Rooting Out Routes


Rather than simply flying straight from point A to point B, commercial airline flights fly along preset routes. Pilots often liken these routes to “highways in the sky.” However, unlike highways on the ground, exact maps of these routes are hard to come by. While some countries make their charts available for free, not all do. Even maps that are available aren’t necessarily in a GIS-friendly, machine-readable format.

Also, unlike highways, these routes are flexible. They are constantly shifting as air traffic controllers adjust to day-to-day differences in traffic and weather. The set routes also change as air traffic grows and new airports open up. This makes finding a complete map of these routes impossible to gain access to. 

While data on the routes is difficult to obtain, data on the planes flying them is not. We set out to work backwards, taking the raw data of planes on the route and deducing what routes those planes are following. 

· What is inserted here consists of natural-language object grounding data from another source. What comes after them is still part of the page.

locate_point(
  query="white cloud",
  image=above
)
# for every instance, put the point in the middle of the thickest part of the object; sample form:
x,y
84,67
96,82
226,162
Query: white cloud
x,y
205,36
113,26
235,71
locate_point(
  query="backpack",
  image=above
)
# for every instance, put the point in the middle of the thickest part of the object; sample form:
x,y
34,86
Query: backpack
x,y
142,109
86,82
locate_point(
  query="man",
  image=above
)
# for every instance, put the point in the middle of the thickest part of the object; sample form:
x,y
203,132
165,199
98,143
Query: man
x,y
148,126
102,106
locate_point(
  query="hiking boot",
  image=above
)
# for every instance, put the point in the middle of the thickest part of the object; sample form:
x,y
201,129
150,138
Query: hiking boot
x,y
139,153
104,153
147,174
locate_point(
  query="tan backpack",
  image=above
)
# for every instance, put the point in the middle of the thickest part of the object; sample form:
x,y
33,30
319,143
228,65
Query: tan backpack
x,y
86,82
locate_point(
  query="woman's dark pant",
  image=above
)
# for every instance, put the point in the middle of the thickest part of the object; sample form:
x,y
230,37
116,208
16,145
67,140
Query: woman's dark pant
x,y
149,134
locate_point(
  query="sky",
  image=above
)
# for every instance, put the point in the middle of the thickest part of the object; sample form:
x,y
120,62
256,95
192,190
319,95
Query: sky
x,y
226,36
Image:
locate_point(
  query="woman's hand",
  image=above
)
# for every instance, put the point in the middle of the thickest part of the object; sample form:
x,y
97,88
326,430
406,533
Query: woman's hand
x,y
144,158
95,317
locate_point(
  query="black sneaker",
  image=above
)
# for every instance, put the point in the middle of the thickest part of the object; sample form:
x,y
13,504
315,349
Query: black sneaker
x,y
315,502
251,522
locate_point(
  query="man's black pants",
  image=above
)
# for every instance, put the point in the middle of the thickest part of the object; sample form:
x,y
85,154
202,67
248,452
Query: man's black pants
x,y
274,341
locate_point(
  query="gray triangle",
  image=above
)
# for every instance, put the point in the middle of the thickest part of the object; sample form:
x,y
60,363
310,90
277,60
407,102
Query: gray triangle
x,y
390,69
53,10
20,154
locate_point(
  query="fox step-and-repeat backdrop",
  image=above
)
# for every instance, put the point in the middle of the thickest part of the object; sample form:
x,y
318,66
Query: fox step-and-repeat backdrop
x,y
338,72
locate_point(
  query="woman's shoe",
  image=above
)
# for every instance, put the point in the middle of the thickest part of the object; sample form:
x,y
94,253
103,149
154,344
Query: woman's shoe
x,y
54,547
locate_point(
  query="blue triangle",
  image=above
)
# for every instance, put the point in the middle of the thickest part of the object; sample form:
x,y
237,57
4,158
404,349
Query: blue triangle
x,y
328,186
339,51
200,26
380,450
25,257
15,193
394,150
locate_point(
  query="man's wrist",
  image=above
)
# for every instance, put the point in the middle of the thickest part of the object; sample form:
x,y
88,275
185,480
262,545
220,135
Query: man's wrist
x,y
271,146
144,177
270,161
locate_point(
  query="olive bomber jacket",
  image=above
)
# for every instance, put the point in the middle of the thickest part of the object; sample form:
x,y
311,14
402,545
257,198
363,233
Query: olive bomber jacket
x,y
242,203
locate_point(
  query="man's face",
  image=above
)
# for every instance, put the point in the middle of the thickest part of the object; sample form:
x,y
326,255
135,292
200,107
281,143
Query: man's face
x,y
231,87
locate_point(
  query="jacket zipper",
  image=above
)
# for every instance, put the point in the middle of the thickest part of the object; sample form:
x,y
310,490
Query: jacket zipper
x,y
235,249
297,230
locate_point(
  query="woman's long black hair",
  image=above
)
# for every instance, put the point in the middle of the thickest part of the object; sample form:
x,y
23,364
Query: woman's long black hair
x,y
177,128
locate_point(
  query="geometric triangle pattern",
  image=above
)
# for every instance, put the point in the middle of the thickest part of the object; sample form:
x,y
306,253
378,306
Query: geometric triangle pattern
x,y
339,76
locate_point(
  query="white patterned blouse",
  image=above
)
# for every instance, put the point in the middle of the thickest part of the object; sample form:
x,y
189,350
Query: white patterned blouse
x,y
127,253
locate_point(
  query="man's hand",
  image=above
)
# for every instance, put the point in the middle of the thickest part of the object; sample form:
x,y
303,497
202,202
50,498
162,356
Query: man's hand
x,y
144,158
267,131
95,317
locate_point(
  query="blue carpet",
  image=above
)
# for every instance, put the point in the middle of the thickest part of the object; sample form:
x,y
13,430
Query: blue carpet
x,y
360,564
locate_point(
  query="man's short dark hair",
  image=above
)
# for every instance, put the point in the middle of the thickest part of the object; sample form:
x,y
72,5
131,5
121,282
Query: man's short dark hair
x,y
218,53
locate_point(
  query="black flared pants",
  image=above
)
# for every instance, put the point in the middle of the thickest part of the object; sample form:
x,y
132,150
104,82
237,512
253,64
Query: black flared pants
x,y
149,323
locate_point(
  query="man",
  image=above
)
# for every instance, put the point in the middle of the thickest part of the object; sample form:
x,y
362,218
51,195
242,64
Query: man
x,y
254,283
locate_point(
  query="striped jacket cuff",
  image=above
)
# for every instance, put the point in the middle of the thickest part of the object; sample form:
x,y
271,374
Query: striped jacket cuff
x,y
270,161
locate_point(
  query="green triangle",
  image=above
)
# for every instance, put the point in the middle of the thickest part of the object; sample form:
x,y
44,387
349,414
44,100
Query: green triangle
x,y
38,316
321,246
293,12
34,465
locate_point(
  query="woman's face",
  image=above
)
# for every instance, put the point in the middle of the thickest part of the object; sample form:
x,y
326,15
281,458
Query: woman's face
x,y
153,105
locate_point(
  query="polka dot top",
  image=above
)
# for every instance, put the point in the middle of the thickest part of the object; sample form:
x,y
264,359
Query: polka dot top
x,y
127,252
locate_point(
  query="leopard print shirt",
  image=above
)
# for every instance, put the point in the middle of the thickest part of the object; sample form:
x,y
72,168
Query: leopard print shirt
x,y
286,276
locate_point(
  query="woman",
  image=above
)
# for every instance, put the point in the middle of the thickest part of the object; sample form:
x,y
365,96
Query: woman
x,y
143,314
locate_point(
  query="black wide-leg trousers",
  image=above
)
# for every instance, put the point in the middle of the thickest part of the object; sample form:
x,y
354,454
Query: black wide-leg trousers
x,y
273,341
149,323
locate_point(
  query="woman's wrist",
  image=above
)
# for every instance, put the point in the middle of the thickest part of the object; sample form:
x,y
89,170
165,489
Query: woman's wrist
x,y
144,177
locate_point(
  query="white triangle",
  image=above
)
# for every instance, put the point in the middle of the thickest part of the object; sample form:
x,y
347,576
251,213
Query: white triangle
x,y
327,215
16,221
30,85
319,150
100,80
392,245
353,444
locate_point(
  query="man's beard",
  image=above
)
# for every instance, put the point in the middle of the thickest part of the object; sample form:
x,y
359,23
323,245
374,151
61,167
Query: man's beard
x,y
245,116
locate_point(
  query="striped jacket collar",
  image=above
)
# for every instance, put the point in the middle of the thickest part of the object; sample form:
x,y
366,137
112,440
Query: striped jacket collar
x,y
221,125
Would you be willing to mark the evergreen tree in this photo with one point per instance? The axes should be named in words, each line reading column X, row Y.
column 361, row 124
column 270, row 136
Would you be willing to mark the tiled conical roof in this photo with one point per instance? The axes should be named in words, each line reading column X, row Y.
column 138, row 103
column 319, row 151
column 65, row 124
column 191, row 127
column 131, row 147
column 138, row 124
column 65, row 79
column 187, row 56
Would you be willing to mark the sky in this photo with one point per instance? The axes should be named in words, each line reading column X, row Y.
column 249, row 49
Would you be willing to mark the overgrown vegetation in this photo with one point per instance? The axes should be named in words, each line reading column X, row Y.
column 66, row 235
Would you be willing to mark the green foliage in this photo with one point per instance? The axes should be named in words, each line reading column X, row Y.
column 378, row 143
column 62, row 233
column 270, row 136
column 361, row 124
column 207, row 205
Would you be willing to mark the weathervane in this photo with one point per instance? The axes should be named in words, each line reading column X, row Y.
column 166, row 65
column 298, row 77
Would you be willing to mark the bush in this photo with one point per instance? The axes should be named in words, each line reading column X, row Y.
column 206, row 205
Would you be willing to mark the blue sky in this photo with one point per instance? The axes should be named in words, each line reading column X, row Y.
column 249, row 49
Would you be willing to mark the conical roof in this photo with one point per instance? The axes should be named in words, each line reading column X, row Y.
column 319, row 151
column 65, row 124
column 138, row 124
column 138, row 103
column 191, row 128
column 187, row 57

The data we worked with is called Automatic Dependent Surveillance – Broadcast, or ADS-B. This data consists of point-in-time locations reported by planes, along with accompanying metadata such as groundspeed and altitude. Any commercially registered aircraft, from two-seater Cessnas to helicopters to transatlantic airliners, is included in this data. This data is picked up by commercially available receivers around the world. Coverage is widespread, but gaps exist, particularly over oceans and in developing countries. Our project used a week of ADS-B data totalling 184 million unique points.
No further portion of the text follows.